Connaissez-vous l'expression «Fake It Till You Make It»? Cet aphorisme suggère que, par l'imitation de la confiance ou de compétences désirées, tout en ayant un état d'esprit positif, une personne peut réellement atteindre et développer ces qualités souhaitées. Et c'est exactement ce que je vous conseille de faire pour atteindre un niveau d'estime convenable, ce qui est souvent difficile d'acquérir dans une société où nous sommes constamment comparé à notre voisin et où, pour être valider, il faut être le (la) premier(ère). Il arrive souvent alors qu'on sent qu'on n'est jamais assez et que notre travail aussi n'est jamais suffisant.

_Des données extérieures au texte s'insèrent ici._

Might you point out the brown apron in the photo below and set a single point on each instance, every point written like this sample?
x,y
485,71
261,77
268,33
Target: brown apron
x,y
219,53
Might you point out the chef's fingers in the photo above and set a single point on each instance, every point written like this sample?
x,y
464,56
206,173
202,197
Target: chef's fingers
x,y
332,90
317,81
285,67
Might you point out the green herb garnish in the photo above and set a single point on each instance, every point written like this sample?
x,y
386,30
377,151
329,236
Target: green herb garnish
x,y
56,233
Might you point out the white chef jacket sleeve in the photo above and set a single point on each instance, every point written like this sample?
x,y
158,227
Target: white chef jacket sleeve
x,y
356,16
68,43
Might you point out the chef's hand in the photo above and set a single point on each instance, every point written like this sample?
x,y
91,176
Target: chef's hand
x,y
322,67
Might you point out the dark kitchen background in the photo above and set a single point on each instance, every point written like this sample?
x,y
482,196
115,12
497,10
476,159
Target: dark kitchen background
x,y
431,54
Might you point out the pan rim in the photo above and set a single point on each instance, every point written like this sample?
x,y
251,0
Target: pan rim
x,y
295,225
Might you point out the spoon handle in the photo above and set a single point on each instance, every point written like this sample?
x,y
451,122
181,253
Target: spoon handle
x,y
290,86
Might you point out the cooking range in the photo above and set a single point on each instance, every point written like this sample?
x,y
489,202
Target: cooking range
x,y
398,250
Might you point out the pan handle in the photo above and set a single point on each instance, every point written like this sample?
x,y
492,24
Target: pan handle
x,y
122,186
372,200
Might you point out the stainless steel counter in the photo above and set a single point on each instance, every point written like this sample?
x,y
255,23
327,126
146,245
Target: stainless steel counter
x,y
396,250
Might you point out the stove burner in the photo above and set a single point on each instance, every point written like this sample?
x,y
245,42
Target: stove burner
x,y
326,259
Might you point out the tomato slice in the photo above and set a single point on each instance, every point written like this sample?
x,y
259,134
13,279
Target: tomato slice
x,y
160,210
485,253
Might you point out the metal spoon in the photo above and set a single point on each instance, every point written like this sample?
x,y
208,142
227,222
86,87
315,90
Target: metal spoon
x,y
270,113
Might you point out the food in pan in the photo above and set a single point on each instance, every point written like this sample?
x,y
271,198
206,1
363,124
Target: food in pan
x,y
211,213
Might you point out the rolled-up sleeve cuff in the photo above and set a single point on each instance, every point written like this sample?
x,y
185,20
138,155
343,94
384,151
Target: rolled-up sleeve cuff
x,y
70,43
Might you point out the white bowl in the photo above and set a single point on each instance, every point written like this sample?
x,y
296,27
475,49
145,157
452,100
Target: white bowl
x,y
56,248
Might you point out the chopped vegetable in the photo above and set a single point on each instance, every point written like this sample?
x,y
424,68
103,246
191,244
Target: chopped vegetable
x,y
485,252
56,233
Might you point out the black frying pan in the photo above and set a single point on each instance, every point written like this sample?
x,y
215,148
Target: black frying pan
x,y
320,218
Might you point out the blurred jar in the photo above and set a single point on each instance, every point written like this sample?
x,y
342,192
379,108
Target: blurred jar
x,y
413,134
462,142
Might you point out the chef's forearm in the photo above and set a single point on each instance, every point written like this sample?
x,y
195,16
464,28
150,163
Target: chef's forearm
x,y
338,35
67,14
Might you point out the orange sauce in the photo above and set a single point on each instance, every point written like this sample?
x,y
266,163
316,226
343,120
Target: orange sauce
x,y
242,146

Dans ces moments là, cette technique qui consiste à se complimenter soi-même, à se répéter qu'on est assez bien, peut s'avérer efficace. En effet, pourquoi attendre que quelqu'un d'autre nous valorise et nous complimente lorsque peut-être cela ne nous satisferas même pas? Nul besoin d'attendre lorsque nous pouvons constamment le faire et qui de mieux que nous-mêmes pour savoir ce que nous voulons entendre comme compliment! Je vous garantis que simuler de la confiance peut réellement vous amener à vous sentir confiant(e).


Attention! Je vous prie de ne pas considérer ce conseil comme une forme d'arrogance, car celui-ci à pour but de vous aider à vous sentir mieux dans votre peau et non de vous sentir supérieur aux autres. Alors, si votre ego est déjà plus gros que la moyenne ce conseil n'est pas pour vous!

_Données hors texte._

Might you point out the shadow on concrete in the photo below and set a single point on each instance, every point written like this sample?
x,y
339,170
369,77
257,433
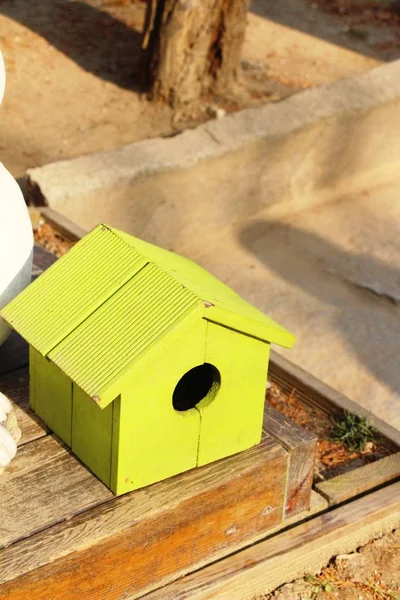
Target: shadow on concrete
x,y
307,261
98,42
299,15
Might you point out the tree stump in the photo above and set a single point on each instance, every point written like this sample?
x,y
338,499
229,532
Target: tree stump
x,y
193,47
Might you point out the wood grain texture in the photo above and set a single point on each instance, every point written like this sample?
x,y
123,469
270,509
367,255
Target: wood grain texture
x,y
42,486
146,538
14,353
355,482
16,386
303,549
301,446
316,393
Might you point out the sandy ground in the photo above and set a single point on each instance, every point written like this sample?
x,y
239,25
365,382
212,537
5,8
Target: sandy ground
x,y
72,89
371,573
72,71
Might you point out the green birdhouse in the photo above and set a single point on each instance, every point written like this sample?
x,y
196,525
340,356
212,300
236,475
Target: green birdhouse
x,y
143,363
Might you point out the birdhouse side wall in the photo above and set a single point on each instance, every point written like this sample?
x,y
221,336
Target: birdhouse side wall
x,y
51,395
92,432
232,421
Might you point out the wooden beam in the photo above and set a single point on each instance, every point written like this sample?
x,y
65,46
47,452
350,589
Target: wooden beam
x,y
137,542
301,446
42,486
316,393
357,481
304,549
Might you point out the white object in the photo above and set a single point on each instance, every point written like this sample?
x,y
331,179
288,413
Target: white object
x,y
16,238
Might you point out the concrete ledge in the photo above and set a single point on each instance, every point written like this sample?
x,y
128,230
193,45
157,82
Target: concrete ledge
x,y
303,151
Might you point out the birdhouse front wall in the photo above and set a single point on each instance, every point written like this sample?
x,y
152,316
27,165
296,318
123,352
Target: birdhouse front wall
x,y
233,421
154,440
141,436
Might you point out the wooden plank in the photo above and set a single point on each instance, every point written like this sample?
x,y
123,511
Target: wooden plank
x,y
357,481
301,446
65,226
303,549
14,353
42,260
314,392
136,542
16,386
42,486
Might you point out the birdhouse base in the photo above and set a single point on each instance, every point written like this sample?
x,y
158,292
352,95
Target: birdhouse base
x,y
65,531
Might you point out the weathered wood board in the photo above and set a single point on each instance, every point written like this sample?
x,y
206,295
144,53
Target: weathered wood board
x,y
77,539
303,549
358,481
301,446
315,393
187,520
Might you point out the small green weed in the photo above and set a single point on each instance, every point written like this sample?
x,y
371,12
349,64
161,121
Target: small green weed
x,y
353,431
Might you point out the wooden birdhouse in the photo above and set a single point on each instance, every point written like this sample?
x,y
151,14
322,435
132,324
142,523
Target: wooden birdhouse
x,y
143,363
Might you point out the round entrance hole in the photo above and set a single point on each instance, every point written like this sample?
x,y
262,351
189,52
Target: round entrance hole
x,y
195,385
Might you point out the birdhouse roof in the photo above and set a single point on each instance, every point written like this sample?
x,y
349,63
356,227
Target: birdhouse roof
x,y
100,308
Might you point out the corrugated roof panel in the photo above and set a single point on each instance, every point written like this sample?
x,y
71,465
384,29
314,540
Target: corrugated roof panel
x,y
123,328
228,308
73,288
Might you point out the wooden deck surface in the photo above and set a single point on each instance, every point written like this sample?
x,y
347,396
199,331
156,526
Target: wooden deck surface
x,y
61,529
210,532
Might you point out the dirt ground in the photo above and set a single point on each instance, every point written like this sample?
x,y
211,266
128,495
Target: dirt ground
x,y
72,89
72,70
371,573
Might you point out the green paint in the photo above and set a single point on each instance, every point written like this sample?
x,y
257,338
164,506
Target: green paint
x,y
53,397
92,434
113,327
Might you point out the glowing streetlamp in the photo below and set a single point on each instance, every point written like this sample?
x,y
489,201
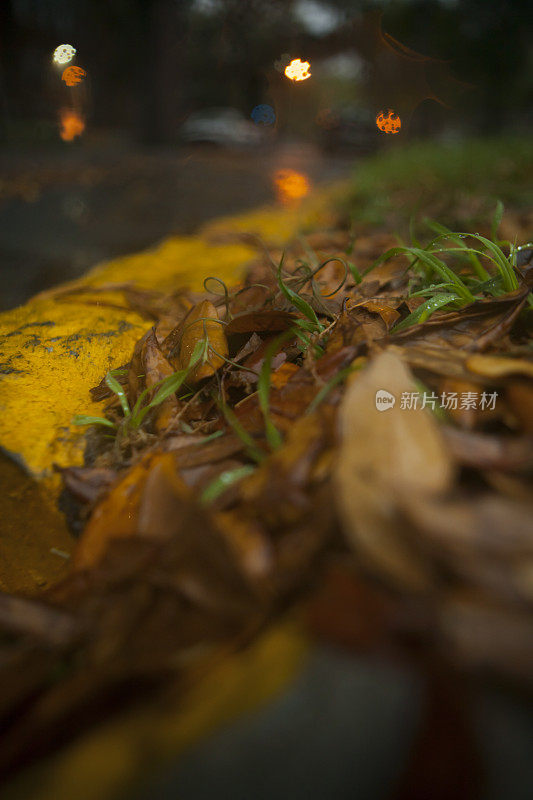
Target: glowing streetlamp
x,y
64,53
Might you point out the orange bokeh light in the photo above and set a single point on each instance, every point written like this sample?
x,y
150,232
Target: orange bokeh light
x,y
291,186
72,124
298,70
73,75
389,121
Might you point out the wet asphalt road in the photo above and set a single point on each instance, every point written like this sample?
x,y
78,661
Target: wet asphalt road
x,y
63,211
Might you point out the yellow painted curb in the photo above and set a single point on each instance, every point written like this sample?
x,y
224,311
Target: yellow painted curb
x,y
54,348
103,763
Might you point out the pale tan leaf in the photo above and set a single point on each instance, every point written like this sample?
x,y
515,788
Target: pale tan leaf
x,y
382,455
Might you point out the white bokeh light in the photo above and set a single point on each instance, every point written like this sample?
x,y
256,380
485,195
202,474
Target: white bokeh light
x,y
64,53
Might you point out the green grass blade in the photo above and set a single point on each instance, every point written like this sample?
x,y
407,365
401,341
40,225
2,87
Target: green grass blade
x,y
297,301
424,311
326,389
118,389
223,481
496,220
85,419
251,447
273,436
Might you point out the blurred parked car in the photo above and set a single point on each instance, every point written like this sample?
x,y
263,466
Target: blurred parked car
x,y
350,129
225,127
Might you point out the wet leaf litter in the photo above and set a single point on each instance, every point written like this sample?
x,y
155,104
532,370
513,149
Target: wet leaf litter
x,y
243,454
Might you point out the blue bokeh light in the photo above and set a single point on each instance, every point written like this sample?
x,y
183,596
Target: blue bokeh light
x,y
263,114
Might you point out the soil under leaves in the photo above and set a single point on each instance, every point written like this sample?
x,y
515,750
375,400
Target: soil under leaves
x,y
270,476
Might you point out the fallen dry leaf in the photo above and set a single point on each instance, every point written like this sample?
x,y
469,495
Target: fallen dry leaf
x,y
382,455
199,324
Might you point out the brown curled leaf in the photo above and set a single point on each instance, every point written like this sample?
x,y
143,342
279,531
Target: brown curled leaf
x,y
202,323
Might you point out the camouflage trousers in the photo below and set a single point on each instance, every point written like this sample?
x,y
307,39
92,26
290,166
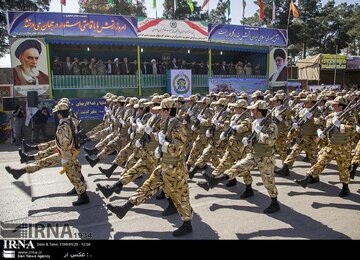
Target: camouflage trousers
x,y
145,165
307,144
211,154
341,153
44,146
266,166
173,181
198,147
281,146
45,153
46,162
73,172
356,157
235,151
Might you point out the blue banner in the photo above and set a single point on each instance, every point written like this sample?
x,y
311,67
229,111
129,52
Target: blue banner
x,y
88,109
239,34
249,85
66,24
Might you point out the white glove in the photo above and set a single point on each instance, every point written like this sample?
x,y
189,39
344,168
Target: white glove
x,y
245,141
157,153
161,138
137,144
295,126
358,129
222,136
148,130
336,122
258,128
320,134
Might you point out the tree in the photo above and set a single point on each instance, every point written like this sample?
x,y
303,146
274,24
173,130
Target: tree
x,y
20,5
119,7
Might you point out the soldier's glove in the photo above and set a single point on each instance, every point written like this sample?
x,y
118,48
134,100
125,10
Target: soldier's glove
x,y
161,138
245,141
157,153
148,130
137,144
320,134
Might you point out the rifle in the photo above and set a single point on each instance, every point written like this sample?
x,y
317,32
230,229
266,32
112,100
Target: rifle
x,y
197,122
267,118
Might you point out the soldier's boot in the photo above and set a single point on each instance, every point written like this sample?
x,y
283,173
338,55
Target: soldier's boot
x,y
353,168
161,196
273,207
120,211
108,190
108,172
284,171
171,209
82,199
27,147
25,158
16,173
304,182
344,191
249,192
315,180
185,228
231,183
92,162
90,152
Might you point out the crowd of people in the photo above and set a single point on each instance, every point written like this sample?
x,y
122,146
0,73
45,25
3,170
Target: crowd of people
x,y
172,138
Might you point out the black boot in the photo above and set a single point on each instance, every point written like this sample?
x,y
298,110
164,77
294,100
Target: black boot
x,y
16,173
82,199
27,147
284,171
273,207
304,182
71,192
353,168
90,152
185,228
92,162
249,192
231,183
25,158
120,211
171,209
344,191
161,196
109,172
108,190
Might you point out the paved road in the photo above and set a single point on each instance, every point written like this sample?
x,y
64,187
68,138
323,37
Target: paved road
x,y
313,213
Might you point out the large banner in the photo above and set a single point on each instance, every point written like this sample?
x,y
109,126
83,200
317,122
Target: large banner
x,y
239,34
328,61
67,24
278,67
180,82
172,29
29,62
248,85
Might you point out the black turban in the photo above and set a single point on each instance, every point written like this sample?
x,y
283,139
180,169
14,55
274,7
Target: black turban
x,y
279,53
28,44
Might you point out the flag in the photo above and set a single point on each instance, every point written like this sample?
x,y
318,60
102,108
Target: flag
x,y
191,5
204,4
293,9
261,11
244,5
274,11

4. être fier(ère) de ses petites victoires


Dans tous les médias, que ça soit les journaux, la télévision et même les réseaux sociaux, on voit l'éloge des réussites de tout les genres: un nouveau record battu, les vedettes et leurs succès etc. sauf qu'on oublie souvent le processus qui se cache derrière ces magnifiques histoires, c'est-à dire les petites victoires cachées.

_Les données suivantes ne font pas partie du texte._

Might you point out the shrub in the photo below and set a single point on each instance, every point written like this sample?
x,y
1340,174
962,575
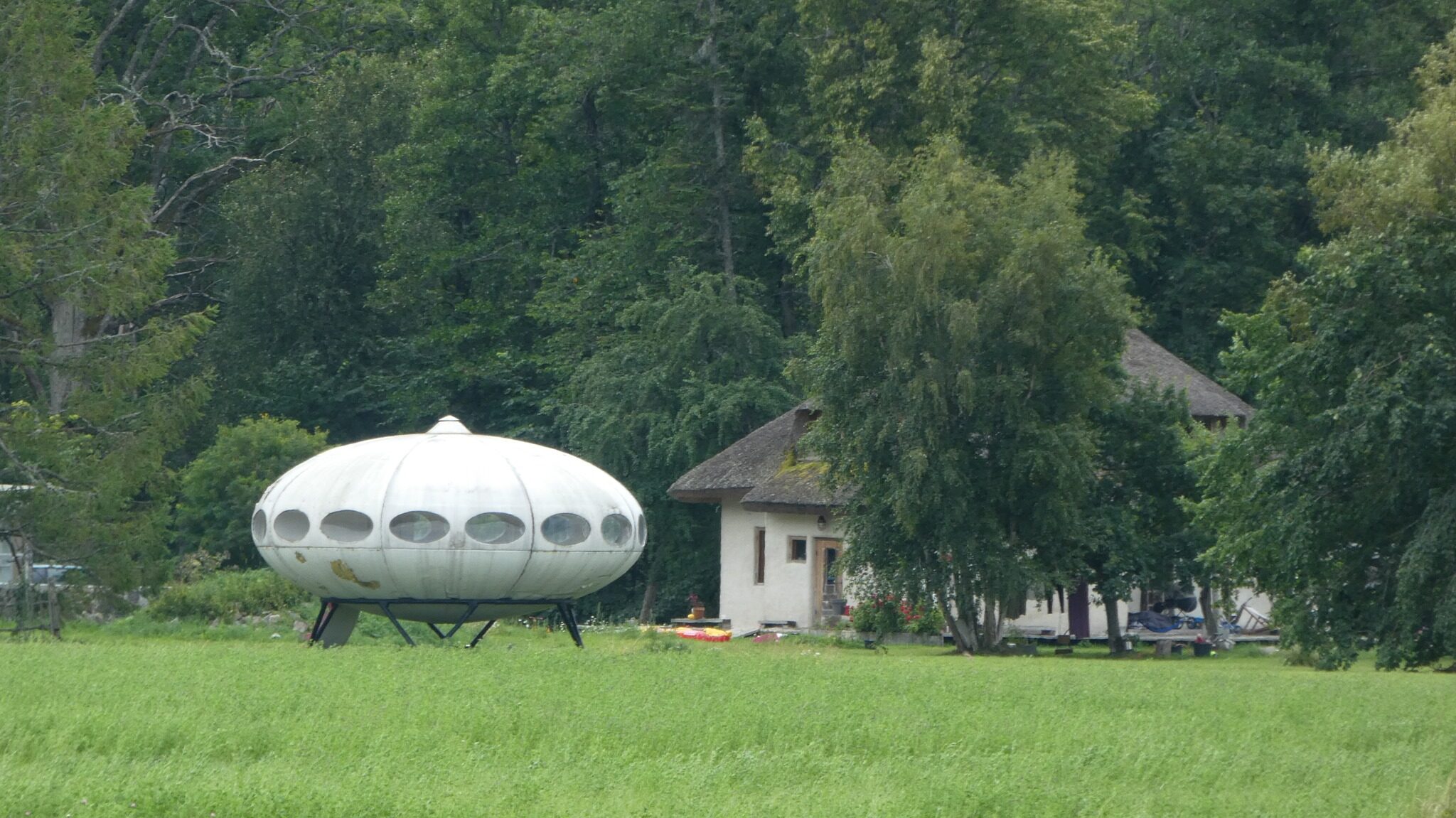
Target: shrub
x,y
219,488
886,613
229,594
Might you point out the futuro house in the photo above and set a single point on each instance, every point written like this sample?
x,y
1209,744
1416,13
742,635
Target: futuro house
x,y
446,527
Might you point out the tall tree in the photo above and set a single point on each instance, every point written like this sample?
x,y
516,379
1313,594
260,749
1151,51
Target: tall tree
x,y
968,328
299,247
1209,201
1339,500
683,376
89,412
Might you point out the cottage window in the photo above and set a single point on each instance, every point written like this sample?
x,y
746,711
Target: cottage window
x,y
759,554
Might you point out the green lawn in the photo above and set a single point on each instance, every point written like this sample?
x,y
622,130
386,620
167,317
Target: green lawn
x,y
247,726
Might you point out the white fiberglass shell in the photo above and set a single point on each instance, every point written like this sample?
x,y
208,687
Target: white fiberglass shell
x,y
449,516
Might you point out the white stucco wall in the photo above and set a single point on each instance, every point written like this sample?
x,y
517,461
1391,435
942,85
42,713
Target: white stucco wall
x,y
790,588
1039,619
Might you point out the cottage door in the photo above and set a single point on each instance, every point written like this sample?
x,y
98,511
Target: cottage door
x,y
830,591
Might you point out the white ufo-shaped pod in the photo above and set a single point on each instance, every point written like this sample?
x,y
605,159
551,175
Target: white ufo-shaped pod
x,y
447,514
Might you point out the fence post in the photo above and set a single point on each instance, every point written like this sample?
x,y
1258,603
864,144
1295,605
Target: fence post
x,y
55,610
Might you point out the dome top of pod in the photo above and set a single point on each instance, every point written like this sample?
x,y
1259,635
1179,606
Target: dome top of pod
x,y
449,426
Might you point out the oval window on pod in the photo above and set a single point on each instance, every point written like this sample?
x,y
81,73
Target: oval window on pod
x,y
494,527
565,529
418,526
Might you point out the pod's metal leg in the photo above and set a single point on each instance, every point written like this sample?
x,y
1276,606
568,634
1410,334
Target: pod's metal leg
x,y
400,628
568,616
322,620
473,642
334,625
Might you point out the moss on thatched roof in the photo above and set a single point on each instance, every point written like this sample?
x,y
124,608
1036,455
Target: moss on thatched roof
x,y
1146,361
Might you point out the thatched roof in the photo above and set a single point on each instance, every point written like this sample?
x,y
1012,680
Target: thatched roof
x,y
765,473
1146,361
747,463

Évidemment, derrière toutes grandes choses spectaculaires se cache beaucoup de préparation et de travail qui sont essentiels pour le résultat qu'on désire. Un exemple concret serait la construction d'une maison. En effet, avant que celle-ci soit prête à être vendue, plusieurs heures de durs labeurs sont nécessaires. Que l'on pense aux mois de travail essentiels à la fondation de la maison, la construction des murs, l'installation des fils électriques, chaque étape compte pour que la maison soit solide et fonctionnelle. On peut se mettre d'accord que chaque étape (comparable aux petites victoires) est toute aussi importante que le résultat final (la grande victoire).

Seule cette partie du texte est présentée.